Knowledge of other languages is promised by the very best institutions of higher learning, and students should expect no less when they come to Western. Such knowledge permits contact with other cultures and other peoples–contact through which whole new perspectives can be acquired. Students, mistrusting themselves, may find that idea too grand or too remote from their experience. What they remember is the problems of a high school language course–problems of memorizing vocabulary, or conjugating verbs. Let's begin, then, at the difficult point of those remembered tasks, and consider the value of language study in introductory or intermediate courses and programs.
The introductory study of a language sketches its principal grammatical features and teaches students some of its basic qualities–its sound and music, for instance, and its idiomatic characteristics. Intermediate courses extend this knowledge, teaching students to read effectively with the assistance of a dictionary, and enabling them to communicate in many or even most ordinary language situations.
The important thing about study at these levels is that it provides a key to further learning, and that key is essential for two reasons. The first is that many students will never return to formal studies after they graduate. The second is that it is very difficult to acquire a second language without some experience of formal study.
That experience of formal study is what introductory and intermediate language courses offer.
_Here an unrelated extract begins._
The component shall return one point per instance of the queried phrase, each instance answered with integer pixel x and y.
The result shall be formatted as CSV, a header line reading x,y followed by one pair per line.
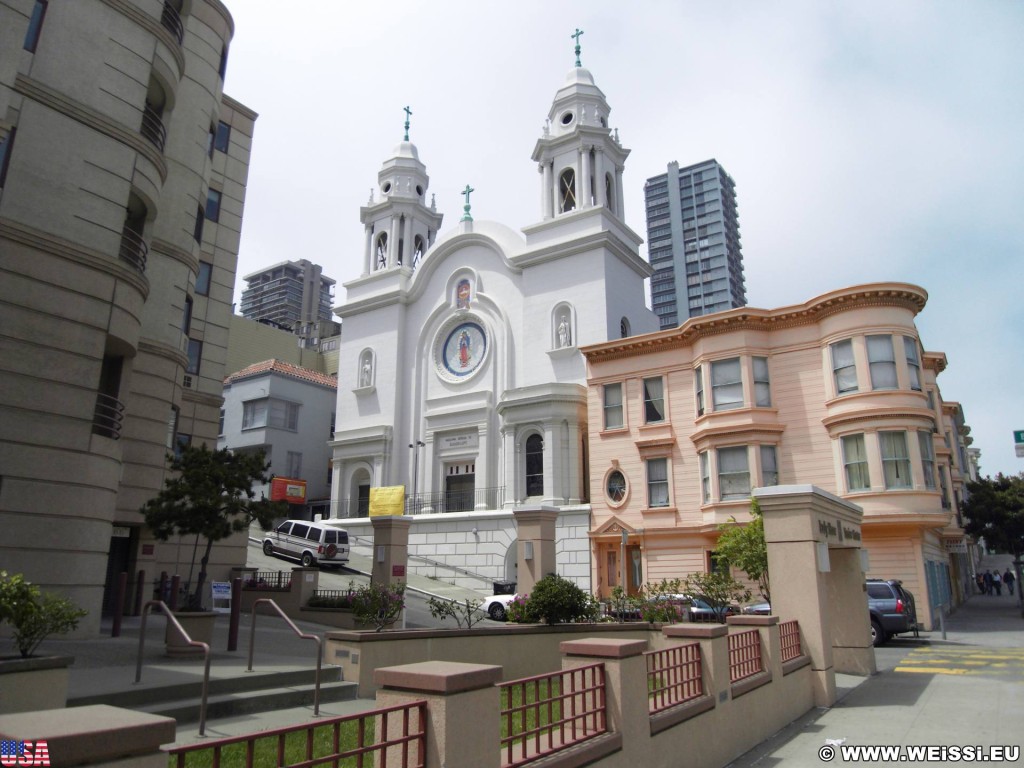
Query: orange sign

They provide the equivalent of a language map on which students can place additional knowledge, even when it is acquired informally, and at a later date. Though this benefit falls short of the "new perspective" promised to advanced students, it means that such a gift may someday be possible. But it is the corollary to that benefit that may be most important: without language study at the introductory and intermediate levels, most students will be doomed to live their life in a single language, and that represents a personal loss, a social loss, and possibly a professional loss.
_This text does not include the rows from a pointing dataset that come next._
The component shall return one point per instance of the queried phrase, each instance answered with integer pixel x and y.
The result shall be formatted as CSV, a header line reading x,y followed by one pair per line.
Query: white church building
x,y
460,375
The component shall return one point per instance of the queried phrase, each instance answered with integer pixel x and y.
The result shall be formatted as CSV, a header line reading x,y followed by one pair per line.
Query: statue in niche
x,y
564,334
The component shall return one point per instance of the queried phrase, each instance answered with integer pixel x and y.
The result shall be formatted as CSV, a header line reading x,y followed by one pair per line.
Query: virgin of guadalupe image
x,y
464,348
Language study at an advanced level offers all the advantages we have already mentioned, but in more powerful forms: it promises a more complete contact with other cultures and other peoples, more sophisticated perspectives, and more accomplished skills. Researchers suggest that learning a second language helps people think about language and texts in new ways, and develops skills for critical thinking which can be applied in many different situations. Learning another language certainly improves skills in a first language, which is why those who have studied another language tend to score better on scholastic aptitude tests.
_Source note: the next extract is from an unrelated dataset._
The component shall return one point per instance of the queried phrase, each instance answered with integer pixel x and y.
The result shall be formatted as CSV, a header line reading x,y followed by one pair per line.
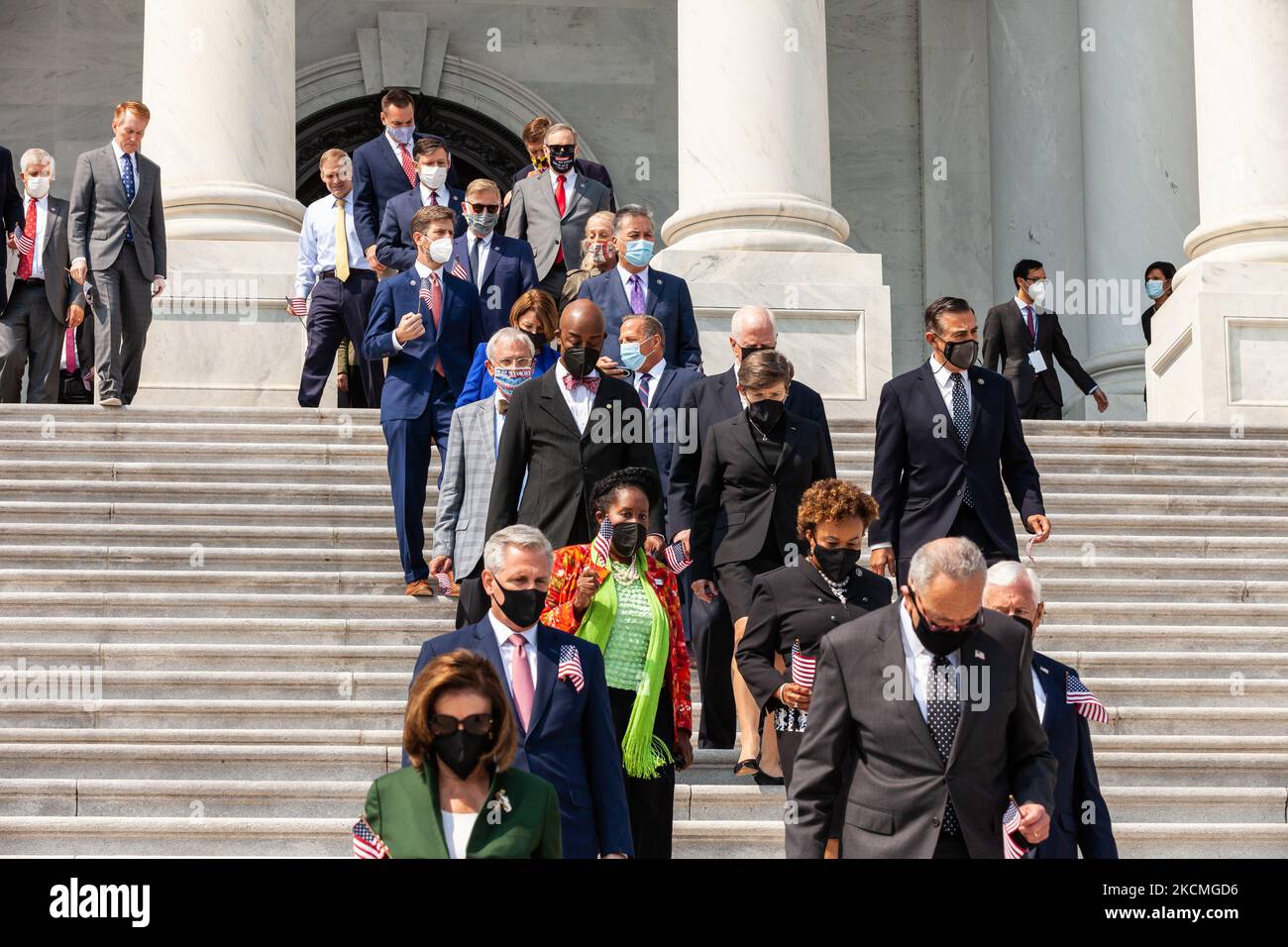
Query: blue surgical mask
x,y
639,252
But advanced studies also offer important career advantages because companies and public sector employers have always needed people who can communicate effectively in more than one language. In this global "information age" such needs can only increase–especially in a bilingual and multicultural country like Canada. Students who choose to pursue a degree in a second language sometimes do so with a teaching career in mind; but language study is also valuable preparation for civil service positions with federal, provincial, and municipal governments; for law; for journalism, publishing, and advertising; for financial industries and import-export companies; for travel and tourism; and for many other careers.
Western and its Affiliated University Colleges offer language instructions in French, Spanish, Italian, German, Portuguese, Russian, Arabic, Hindi, Japanese, Korean, Persian, Ancient Greek, Latin, Mohawk, Ojibway, Mandarin, Hebrew. Courses are regularly available during the fall and spring terms, and selectively available during intersession and summer sessions. A wide range of associated fields of study are also available, including literatures from all over the world taught both in the original and in translation, literary theory, culture and civilization, foreign film study, linguistics, and translation.
First-year courses are available in a variety of forms designed to meet the needs of students who may be absolute beginners, or who may come with different degrees of knowledge up to a level of proficiency equivalent to a grade 12 credit. A placement test will recommend the most appropriate course. Most first-year courses make use of multimedia computer technology to enhance learning through independent study.